X86lite Documentation Instructions Operands Condition Codes

X86lite is a 32-bit signed integer only subset of the Intel IA-32 machine architecture. The X86lite instruction set is tiny by comparison to full X86, yet it still provides a sufficient compilation target for the CIS341 course compiler projects.

This document explains the X86lite machine model and its instruction set, and is intended for use as a reference manual. Information about the full X86 architecture can be found on the Intel web pages. The CIS341 course infrastructure provides OCaml interfaces for manipulating X86lite programs and tools for assembling X86lite programs into executables.

The X86lite machine state consists of eight 32-bit registers, three condition flags, and a memory consisting of 2^32 bytes. There is also a program counter register EIP that holds a pointer to the current instruction. EIP can only be manipulated indirectly through control-flow instructions like Jmp.

The eight 32-bit registers in X86lite and their common uses in the full X86 architecture are given below. In X86lite, most of the registers can be used for general purpose calculation, but some X86lite instructions make special use of some of the registers; see the instruction descriptions below.

Register Description / common use on X86
EAX General purpose accumulator
EBX Base register, pointer to data
ECX Counter register for strings and loops
EDX Data register for I/O
ESI Pointer register, string source register
EDI Pointer register, string destination register
EBP Base pointer, points to the stack frame
ESP Stack pointer, points to the value at the top of the stack

The X86 architecture provides conditional branch and conditional move instructions. The processor maintains a set of bit-sized flags to keep track of conditions arising from arithmetic and comparison operations. These condition flags are tested by the conditional jump and move instructions; the flags are set by the arithmetic instructions. X86lite provides only three condition flags (the full X86 architecture has several more).

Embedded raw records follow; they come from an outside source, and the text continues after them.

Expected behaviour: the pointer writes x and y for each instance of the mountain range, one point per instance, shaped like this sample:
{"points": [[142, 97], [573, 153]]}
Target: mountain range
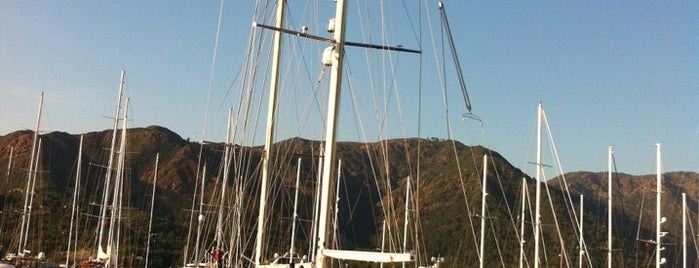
{"points": [[446, 175]]}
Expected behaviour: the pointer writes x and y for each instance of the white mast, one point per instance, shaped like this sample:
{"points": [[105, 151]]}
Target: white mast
{"points": [[316, 207], [537, 216], [296, 215], [580, 241], [75, 199], [224, 183], [338, 54], [31, 194], [684, 230], [7, 183], [658, 218], [483, 195], [200, 218], [105, 195], [115, 220], [337, 202], [407, 214], [610, 154], [25, 221], [521, 230], [269, 133], [152, 203]]}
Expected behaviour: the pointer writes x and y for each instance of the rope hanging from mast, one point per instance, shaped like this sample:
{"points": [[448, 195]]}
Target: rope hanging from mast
{"points": [[455, 57]]}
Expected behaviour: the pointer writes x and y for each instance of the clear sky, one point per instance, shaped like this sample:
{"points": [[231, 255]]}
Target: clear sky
{"points": [[609, 73]]}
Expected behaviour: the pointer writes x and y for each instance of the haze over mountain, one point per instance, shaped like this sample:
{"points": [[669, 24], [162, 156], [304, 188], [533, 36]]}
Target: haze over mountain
{"points": [[446, 201]]}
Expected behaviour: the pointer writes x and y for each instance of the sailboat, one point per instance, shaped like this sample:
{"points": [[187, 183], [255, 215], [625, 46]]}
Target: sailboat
{"points": [[333, 58], [106, 252], [23, 256]]}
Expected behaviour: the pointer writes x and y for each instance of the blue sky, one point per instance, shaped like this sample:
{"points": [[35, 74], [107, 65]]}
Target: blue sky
{"points": [[608, 73]]}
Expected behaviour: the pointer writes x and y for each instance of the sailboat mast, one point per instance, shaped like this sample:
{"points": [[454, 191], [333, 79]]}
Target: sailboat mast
{"points": [[407, 215], [331, 130], [521, 228], [75, 199], [152, 203], [537, 215], [610, 154], [113, 234], [269, 133], [7, 183], [296, 202], [684, 230], [105, 195], [580, 240], [31, 194], [200, 219], [658, 218], [25, 222], [224, 183], [483, 195]]}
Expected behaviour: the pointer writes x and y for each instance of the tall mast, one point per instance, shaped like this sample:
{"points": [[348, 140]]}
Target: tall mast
{"points": [[483, 195], [331, 132], [407, 215], [521, 228], [25, 222], [610, 154], [316, 207], [105, 195], [580, 240], [200, 218], [658, 218], [684, 230], [269, 133], [537, 216], [152, 203], [75, 199], [224, 183], [7, 182], [31, 194], [115, 218], [296, 215]]}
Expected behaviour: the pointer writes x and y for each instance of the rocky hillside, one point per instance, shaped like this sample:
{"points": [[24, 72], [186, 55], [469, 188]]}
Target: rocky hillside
{"points": [[445, 199]]}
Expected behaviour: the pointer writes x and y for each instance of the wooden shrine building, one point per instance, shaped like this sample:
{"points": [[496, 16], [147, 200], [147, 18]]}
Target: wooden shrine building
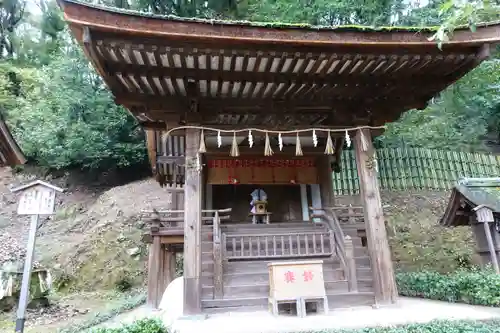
{"points": [[472, 201], [10, 153], [245, 123]]}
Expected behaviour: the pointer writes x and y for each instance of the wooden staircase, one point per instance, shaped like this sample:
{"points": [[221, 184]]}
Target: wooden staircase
{"points": [[245, 275]]}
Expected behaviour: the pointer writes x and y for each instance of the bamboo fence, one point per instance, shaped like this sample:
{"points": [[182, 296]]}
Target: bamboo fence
{"points": [[406, 169]]}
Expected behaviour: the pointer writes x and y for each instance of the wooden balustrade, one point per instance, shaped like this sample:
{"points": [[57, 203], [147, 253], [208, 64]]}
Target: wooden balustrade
{"points": [[168, 222], [217, 250], [344, 247], [278, 245]]}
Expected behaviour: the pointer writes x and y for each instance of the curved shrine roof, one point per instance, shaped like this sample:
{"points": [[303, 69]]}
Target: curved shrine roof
{"points": [[171, 69]]}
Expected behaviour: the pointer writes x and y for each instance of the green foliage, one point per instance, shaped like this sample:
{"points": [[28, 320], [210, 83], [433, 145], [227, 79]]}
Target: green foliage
{"points": [[129, 303], [445, 326], [459, 119], [67, 118], [479, 287], [401, 169], [140, 326]]}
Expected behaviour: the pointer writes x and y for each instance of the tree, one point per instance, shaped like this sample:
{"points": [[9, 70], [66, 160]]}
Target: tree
{"points": [[11, 14], [67, 118]]}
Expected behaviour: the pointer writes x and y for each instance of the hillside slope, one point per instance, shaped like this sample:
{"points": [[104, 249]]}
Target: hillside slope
{"points": [[93, 242]]}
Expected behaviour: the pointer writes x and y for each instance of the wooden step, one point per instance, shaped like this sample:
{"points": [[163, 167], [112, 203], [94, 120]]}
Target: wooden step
{"points": [[336, 300], [262, 289], [273, 225], [362, 264], [364, 276]]}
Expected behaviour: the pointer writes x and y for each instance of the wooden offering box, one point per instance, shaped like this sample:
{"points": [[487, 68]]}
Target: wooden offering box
{"points": [[297, 282]]}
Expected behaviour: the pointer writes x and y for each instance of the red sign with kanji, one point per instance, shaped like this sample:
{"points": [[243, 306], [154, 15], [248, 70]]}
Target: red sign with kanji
{"points": [[308, 275], [289, 277]]}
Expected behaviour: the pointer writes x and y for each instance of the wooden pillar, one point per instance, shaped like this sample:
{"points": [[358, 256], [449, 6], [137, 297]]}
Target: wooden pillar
{"points": [[325, 181], [485, 216], [378, 246], [154, 270], [167, 271], [192, 226], [304, 202]]}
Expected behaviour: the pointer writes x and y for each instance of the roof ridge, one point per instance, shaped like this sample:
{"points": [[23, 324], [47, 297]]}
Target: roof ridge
{"points": [[277, 25]]}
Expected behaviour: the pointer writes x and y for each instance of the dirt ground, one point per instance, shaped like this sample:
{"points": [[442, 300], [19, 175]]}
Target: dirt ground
{"points": [[92, 245]]}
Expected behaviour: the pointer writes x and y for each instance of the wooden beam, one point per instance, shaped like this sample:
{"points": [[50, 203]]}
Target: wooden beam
{"points": [[209, 105], [345, 79], [167, 271], [325, 180], [89, 49], [154, 270], [378, 246], [192, 226]]}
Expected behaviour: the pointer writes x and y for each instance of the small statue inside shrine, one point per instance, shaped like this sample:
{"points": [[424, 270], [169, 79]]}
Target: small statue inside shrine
{"points": [[259, 211]]}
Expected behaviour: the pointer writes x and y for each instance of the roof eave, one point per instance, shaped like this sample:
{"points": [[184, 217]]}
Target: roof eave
{"points": [[117, 21]]}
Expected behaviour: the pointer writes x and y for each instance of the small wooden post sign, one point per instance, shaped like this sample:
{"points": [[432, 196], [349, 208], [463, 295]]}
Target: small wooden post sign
{"points": [[37, 198]]}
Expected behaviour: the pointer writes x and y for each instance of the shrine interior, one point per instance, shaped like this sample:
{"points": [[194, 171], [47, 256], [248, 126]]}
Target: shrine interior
{"points": [[284, 202]]}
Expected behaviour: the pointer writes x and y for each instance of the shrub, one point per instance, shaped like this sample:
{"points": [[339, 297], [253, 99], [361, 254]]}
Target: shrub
{"points": [[479, 287], [140, 326], [490, 326]]}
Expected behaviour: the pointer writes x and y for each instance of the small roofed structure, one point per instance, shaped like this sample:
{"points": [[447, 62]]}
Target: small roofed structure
{"points": [[10, 153], [281, 100], [476, 202]]}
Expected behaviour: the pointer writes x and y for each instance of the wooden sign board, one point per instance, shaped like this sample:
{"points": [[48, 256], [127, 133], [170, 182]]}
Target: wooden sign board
{"points": [[291, 280], [37, 198]]}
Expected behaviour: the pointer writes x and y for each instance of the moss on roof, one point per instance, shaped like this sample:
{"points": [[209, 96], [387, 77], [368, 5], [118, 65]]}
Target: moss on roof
{"points": [[275, 25]]}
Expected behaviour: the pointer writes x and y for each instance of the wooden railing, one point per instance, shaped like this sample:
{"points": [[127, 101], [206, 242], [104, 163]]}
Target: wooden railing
{"points": [[278, 246], [164, 222], [218, 215], [344, 247]]}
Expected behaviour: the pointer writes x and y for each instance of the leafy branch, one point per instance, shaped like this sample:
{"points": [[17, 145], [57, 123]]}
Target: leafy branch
{"points": [[471, 14]]}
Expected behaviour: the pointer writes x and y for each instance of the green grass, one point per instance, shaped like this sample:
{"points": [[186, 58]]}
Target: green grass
{"points": [[475, 286], [128, 303], [465, 326]]}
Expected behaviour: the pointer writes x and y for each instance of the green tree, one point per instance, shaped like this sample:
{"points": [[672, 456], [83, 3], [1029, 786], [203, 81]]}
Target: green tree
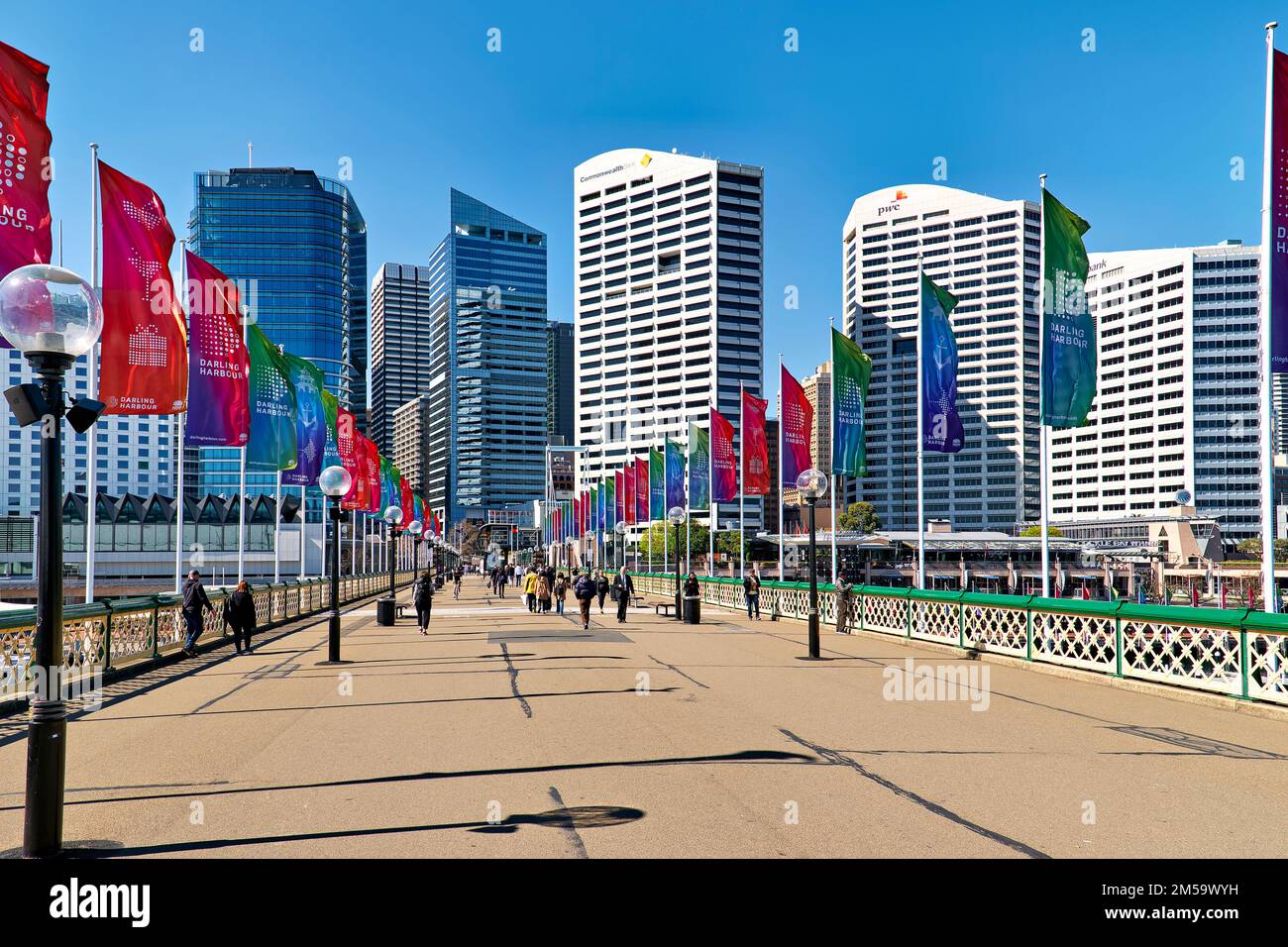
{"points": [[861, 517]]}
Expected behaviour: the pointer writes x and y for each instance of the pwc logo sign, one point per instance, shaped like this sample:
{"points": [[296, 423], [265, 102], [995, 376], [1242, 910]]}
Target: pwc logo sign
{"points": [[900, 195]]}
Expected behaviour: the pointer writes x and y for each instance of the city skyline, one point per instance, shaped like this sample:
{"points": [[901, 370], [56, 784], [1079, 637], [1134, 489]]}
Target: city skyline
{"points": [[815, 155]]}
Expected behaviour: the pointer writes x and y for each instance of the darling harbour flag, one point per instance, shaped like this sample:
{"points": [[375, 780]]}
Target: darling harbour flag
{"points": [[26, 235], [940, 424], [271, 405], [674, 475], [656, 484], [642, 489], [218, 363], [724, 460], [755, 447], [798, 420], [1069, 333], [851, 371], [699, 468], [143, 361], [309, 421]]}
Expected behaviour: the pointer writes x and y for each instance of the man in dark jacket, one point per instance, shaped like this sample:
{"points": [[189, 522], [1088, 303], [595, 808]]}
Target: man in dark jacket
{"points": [[196, 603]]}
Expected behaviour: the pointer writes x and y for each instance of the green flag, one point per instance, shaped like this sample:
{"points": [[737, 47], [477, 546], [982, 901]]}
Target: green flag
{"points": [[1069, 331], [851, 371]]}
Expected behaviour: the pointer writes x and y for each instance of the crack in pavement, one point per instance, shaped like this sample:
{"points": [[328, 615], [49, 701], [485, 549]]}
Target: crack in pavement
{"points": [[935, 808]]}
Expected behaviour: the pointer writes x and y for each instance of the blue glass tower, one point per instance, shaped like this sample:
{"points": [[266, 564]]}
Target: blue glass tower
{"points": [[487, 377], [296, 244]]}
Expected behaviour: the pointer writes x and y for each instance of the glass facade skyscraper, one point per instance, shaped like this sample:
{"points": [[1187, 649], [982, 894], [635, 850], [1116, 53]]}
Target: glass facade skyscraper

Condition Flag Description
OF Overflow: set when the result is too big or too small to fit in a 32-bit value and cleared otherwise. This is overflow/underflow for signed (two's complement) 32-bit arithmetic.
SF Sign: equal to the most significant bit of the result (0=positive, 1=negative)
ZF Zero: set if the result is 0 cleared otherwise

The X86lite memory consists of 2^32 bytes numbered 0x00000000 through 0xffffffff. X86lite treats the memory as consisting of 32-bit (4-byte) words. As a consequence, X86lite memory locations are addressed by 32-bit, word aligned pointers. All valid memory addresses are evenly divisible by 4.

By convention on X86 machines, the program stack starts at the high addresses of virtual memory and grows toward the low addresses. The register ESP points to the value at the top of the stack. Instructions like push and pop increment and decrement ESP as needed to maintain this invariant.

This section describes the X86lite instruction set.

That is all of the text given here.